Eugenie Trochu is Who What Wear editor in residence known for her transformative work vogue france and that Substack NewsletterWhere she documents and shares her simple approach towards new trends, fashion and style and other ideas. She is also working on her upcoming first book that explores fashion as a site of memory, projection, and reinvention.
I’ve had this jacket for a short time, but it looks like a million other jackets I’ve owned before. And that’s exactly what impressed me. The brown leather blazer isn’t new, it’s a constant for me. A piece that runs through my style and all its variations, without ever really disappearing.
The interesting thing is that it includes everything without it being visible. There’s something 70s about it Ralph Lauren is kind of, ultra-bohemian, somewhere between Woodstock and the plains of Texas. At the same time, there’s something sexier, more intense cuts, very Alaïa in the ’80s, that idea of the body, even under a jacket. And then, of course, a more intellectual, slightly awkward toughness – very Prada under Raf Simons and Miuccia Prada, a mix of seriousness and subtle disruption.

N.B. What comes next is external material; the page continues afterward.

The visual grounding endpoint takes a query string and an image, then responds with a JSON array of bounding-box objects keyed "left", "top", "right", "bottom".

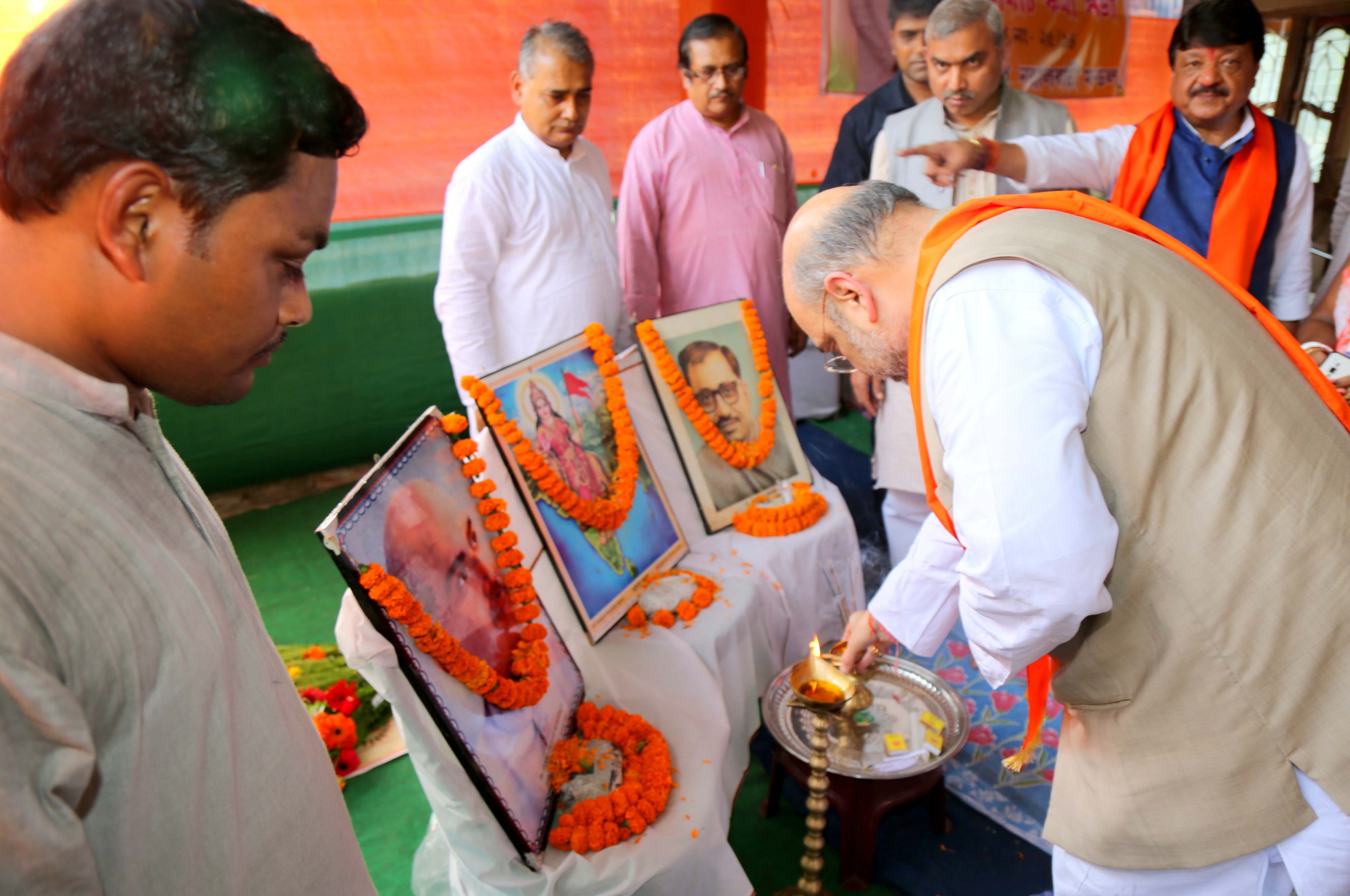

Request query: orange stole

The reassuring thing is that it is present at every level. You can find old-fashioned, already soft, already great people who are already alive – with a history you have not experienced but have adopted without thinking. There are also more fashion-forward versions, perfect, like the one at Ba&sh, that reinterpret the balance between structure and ease. And then there are those that mark a moment — and, let’s be honest, a bank account. I have a Prada that I bought to celebrate one of the most important moments of my life.
For the past month, this is basically all I’ve been wearing. And what I understand is that this jacket works with everything. In the ’70s version, beige flared jeans at the waist, a white T-shirt, cowboy boots, you get a silhouette that seems almost candid, somewhere between Betty Catroux in Yves Saint Laurent and backstage images of Led Zeppelin. A kind of controlled carelessness, where brown leather warms up everything without weighing it down. It’s simple, almost too simple, and that’s why it works.
As soon as you wear something more casual, light blue baggy jeans, white sneakers, short-sleeved striped shirt – the tone changes completely. It became something of a thing in the early 2000s, almost a norm before its time, but with a fashion awareness. The striped shirt could easily seem too dressy, but the suede leather blazer immediately disrupts that reading, like an unsettling element that prevents the silhouette from becoming very proper.
And then there’s the evening version, which I find most interesting because it avoids all the expected code. You can wear simple black kitten heels with a simple black slip dress. Classic. Or another option: a baggy jean, layered with a very simple knit, almost too simple. It’s all about balance. And then in my case, zebra print shoes. A slightly absurd detail that reminds of certain Miu Miu or Saint Laurent silhouettes, where one element deliberately throws off everything. Without this the look will look very smooth. This provides coolness.